In future Maharashtra's Nagpur or Chandrapur to Pune expressway if propose can be pass via Yavatmal, washim, Lonar, Paithan, Ahmednagar. Mumbai-Nagpur Samriddhhi Mahamarg

===Bus Station, Washim===

Washim Bus Station is the main public bus station. It is the main facility of Maharashtra State Road Transport Corporation (MSRTC), which connects Washim to other parts of Vidarbha, Marathwada and other parts of Maharashtra.

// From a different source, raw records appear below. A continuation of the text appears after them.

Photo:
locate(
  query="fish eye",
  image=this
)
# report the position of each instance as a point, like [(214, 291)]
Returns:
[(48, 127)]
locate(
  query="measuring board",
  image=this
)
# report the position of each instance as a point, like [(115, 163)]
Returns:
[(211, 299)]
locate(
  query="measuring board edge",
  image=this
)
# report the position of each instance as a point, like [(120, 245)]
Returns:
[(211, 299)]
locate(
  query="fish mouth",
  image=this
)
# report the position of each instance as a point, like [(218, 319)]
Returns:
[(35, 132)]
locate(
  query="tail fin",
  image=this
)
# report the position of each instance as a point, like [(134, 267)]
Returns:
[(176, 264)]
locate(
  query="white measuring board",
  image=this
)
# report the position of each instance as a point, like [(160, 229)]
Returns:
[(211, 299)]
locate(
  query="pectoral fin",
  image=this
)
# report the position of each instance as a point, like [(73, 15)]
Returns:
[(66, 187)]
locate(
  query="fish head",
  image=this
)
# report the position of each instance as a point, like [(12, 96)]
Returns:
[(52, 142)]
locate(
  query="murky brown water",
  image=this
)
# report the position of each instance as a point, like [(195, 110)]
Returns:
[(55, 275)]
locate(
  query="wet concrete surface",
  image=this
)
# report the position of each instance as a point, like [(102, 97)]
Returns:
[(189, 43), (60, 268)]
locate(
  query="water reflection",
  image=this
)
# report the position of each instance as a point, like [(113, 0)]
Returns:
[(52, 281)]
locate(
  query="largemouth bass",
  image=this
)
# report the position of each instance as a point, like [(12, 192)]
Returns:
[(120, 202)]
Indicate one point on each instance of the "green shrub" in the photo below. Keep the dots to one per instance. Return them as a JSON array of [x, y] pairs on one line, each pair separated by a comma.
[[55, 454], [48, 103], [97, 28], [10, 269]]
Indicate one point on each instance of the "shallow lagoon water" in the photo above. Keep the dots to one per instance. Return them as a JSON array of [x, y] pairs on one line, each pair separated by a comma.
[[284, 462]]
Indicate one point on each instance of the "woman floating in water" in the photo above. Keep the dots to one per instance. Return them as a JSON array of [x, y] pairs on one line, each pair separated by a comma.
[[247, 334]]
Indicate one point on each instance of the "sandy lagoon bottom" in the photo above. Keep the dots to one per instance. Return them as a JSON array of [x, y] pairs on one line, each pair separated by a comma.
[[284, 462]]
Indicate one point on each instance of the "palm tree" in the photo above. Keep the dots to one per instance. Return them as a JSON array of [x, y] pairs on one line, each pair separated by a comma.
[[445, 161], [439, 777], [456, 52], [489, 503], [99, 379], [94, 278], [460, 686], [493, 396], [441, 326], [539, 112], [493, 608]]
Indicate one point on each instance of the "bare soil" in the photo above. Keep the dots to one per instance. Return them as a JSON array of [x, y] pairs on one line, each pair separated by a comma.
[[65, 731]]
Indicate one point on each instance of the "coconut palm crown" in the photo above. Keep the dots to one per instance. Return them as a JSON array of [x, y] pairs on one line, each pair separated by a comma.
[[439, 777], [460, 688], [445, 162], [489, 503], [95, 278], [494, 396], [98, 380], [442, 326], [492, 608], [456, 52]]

Major bus routes from Washim Bus Station:

- Vidarbha region (nearby and main road)
  - Washim → Akola (Bus service approximately every 15–30 minutes)
  - Washim → Risod (Bus service approximately every 15-30 minutes)
  - Washim → Shegaon
  - Washim → Amravati
  - Washim → Yavatmal
  - Washim → Pusad
  - Washim → Parbhani
  - Washim → Nanded
  - Washim → Chandrapur

- Marathwada region
  - Washim → Aurangabad (Chhatrapati Sambhajinagar)
  - Washim → Latur
  - Washim → Osmanabad
  - Washim → Beed

- West Maharashtra and North Maharashtra
  - Washim → Pune
  - Washim → Nashik
  - Washim → Dhule
  - Washim → Jalgaon
  - Washim → Shirdi
  - Washim → Pandharpur

- Other state routes
  - Washim → Nagpur (capital of Vidarbha)
  - Washim → Hyderabad (Telangana)
  - Washim → Indore (Madhya Pradesh, some private buses)

===Rail===
Washim is a railway station on Purna-Khandwa section of South Central Railway (SCR). It was in the Hyderabad division of SCR and now is in the Nanded division after bifurcation of the Hyderabad division. Washim was connected to the Broad Gauge Railway Network in 2008 when tracks were extended from Purna to Akola.

17639/17640 Kacheguda–Akola Intercity Express can be accessed by the passengers arriving from Nagpur or Mumbai route while Hyderabad and Nanded can be accessed from the south. Weekly, Bi-weekly, Special, Daily, Intercity trains connecting to major stations like Delhi, Mumbai, Pune, Tirupati, Agra, Mathura, Amritsar, Chandigarh, Ambala, Ludhiana, Shri Ganganagar, Jaipur, Ajmer, Kota, Hyderabad, Nangaldam (Himachal Pradesh) Aurangabad, Nagpur, Indore, Yeshwantpur (Bangalore), Nashik, Nanded, Amravati, Bhopal, Khandwa, etc. from Washim. Washim has 3 platforms.